Tuesday, July 15, 2008

Someone Else's Tomorrow

Have you ever been baptized in the cool winter water
On a Sunday morning when the sky was gray?
You filed out of the churchyard, so cold it was silver
To gold, tan, and blue cars, and the cars drove away
All the memories fade, send the ghosts on their way
Tell them they've had their day, it's someone else's tomorrow

The tall and the tiny ships on the water
Farther and farther, floating away
Will never return now, all wooden and burned out
They echo and groan now in their salty graves
All the memories fade, send the the ghosts on their way
Tell them they've had their day, it's someone else's tomorrow
Someone else's tomorrow

Someone Else's Tomorrow - Patty Griffin

Haunting, ethereal song in my head. It speaks of death and renewal and moving on, allowing the past to slip away gracefully in honor of what the future may hold.

There are so many things in my past that I should let slip. And yet, there are so many things that I deal with on a daily basis that require dredging up the past in order to understand.

One of my solutions to the drama surrounding my family of origin is to simply concentrate on the here and now, and on the family the boy and I have created. I will always honor my parents for giving me life and education and as much as they did. But it's now my job to make sure they don't interfere with what we are trying so hard to build together. I am forever grateful to have had my mother by my side when I was pregnant with the girl. Now that I'm six hours away from her, and on my second pregnancy, and am older and (theoretically) wiser, I feel so much more capable regarding my decisions and my approach to pregnancy and the birth of the bean.

My dad wrote me an email today. More drama is afoot, and I wrote him back with what I considered to be a straightforward answer, a little common sense advice, and a whole lot of honesty. He replied that I was "a helluva lot stronger" than he ever knew. The trick of it is that I have had to learn how to be strong and how to fight for what is best for me, rather than trying to appease everyone, or be everything to everyone.

I have as big a selfish streak as anyone - but all of the labels I carry with me (up there in the corner - take a peek) - are just little parts of me.
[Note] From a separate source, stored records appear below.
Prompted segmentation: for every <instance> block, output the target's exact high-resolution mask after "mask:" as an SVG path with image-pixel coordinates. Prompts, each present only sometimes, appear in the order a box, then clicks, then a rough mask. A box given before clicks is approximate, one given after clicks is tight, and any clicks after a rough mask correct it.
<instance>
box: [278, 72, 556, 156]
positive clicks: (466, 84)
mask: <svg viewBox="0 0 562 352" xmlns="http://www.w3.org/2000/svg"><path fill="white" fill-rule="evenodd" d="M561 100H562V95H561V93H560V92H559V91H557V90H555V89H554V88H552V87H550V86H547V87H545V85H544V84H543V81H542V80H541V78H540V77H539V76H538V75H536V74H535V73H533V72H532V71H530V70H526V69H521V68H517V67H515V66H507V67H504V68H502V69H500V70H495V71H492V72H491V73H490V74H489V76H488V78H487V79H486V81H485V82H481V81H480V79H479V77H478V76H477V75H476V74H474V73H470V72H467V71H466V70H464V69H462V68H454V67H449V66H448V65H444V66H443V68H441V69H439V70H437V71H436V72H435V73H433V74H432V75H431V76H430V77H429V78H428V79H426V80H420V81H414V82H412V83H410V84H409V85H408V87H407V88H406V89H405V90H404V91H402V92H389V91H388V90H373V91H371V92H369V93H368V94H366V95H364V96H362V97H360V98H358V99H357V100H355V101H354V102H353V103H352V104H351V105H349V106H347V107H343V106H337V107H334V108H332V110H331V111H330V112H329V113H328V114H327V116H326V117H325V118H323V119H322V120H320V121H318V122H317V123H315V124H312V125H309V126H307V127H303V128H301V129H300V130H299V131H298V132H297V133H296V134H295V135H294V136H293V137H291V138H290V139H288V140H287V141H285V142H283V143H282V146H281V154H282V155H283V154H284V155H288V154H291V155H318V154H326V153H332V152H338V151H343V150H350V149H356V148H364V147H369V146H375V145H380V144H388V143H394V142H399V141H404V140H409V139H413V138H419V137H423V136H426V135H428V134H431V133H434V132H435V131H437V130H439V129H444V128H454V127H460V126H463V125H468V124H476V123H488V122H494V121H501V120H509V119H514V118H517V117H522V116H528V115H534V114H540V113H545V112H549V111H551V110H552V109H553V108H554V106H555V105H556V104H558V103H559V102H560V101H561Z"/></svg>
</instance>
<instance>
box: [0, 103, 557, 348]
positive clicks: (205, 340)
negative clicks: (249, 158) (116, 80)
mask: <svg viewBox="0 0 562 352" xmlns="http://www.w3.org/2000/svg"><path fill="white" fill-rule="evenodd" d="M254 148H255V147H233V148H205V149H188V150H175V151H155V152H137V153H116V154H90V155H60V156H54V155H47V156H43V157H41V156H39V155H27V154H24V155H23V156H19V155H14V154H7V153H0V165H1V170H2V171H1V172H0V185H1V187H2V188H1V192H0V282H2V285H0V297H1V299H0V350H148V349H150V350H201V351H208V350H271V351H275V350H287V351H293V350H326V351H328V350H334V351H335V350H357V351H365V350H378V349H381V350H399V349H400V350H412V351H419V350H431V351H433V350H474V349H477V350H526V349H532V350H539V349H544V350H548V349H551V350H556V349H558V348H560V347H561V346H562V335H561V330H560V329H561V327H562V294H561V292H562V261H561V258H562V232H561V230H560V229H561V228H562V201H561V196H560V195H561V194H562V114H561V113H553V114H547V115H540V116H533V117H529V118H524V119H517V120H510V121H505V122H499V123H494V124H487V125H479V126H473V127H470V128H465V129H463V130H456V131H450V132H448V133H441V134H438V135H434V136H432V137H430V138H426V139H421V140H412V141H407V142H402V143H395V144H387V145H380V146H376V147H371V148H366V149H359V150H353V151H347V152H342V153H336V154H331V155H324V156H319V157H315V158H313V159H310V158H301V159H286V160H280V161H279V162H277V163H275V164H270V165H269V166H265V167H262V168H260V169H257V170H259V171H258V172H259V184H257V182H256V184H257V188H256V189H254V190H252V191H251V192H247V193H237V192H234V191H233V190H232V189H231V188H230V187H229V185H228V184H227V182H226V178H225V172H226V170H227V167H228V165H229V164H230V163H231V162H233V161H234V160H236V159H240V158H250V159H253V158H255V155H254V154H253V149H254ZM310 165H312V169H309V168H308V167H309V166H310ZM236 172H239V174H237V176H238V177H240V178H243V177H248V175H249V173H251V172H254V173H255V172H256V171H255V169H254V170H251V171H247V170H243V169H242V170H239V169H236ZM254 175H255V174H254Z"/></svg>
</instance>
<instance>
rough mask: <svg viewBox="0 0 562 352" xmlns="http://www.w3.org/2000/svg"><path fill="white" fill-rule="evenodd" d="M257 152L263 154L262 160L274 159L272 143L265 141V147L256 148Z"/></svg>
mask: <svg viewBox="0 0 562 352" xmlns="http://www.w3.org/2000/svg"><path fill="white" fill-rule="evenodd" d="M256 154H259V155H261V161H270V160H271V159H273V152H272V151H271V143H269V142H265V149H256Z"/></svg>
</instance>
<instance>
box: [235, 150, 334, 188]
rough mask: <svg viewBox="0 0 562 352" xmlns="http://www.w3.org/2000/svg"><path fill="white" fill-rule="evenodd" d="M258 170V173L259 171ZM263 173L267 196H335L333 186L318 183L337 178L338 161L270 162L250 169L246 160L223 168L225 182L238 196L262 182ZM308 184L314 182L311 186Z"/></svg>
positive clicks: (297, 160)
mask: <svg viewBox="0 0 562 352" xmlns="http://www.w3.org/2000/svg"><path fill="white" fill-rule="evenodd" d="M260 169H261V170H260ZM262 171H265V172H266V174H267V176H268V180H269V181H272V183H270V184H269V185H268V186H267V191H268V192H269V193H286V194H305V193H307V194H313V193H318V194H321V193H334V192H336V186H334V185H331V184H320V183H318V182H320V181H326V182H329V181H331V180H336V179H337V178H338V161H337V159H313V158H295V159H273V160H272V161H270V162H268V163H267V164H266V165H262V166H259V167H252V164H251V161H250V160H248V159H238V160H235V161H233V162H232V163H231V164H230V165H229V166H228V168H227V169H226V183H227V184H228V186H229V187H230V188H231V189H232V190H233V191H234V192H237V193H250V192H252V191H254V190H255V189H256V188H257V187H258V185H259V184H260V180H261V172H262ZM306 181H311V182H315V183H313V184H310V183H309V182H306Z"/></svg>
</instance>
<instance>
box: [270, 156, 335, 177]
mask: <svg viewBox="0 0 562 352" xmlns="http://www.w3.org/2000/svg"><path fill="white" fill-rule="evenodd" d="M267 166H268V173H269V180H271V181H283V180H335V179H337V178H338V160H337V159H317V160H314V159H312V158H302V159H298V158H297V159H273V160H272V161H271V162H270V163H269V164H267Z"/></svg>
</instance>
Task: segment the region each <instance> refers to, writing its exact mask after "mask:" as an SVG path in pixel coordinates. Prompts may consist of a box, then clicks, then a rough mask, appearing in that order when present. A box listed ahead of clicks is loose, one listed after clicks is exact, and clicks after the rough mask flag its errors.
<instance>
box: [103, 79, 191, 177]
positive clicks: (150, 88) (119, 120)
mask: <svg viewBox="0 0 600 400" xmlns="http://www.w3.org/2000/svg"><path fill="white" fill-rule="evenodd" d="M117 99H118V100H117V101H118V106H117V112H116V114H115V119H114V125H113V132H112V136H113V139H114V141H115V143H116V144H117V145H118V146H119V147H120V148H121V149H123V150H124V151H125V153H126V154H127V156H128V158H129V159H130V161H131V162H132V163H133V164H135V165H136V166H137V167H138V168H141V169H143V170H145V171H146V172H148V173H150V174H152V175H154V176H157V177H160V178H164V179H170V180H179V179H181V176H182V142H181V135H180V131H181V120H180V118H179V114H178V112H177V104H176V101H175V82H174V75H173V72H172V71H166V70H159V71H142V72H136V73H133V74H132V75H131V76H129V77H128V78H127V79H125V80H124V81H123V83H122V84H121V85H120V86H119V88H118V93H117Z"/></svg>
Without them I wouldn't be myself, but I don't have hats and aprons to take off and put on as the situation requires. I have one great big patchwork quilt, and it goes everywhere with me. I sleep with it wrapped round me at night. It lays on the ground in transition during a race, and it becomes my coat of many colors when life gets cold and lonely. Sometimes it needs to be repaired, sometimes it needs a spin through the wash.

I think my greatest hope right now is that my children grow up with love and without baggage. I want nothing more than to give them the strength to leave for college, the willingness to call home every now and again, and the idea that home is a place of unconditional acceptance and love.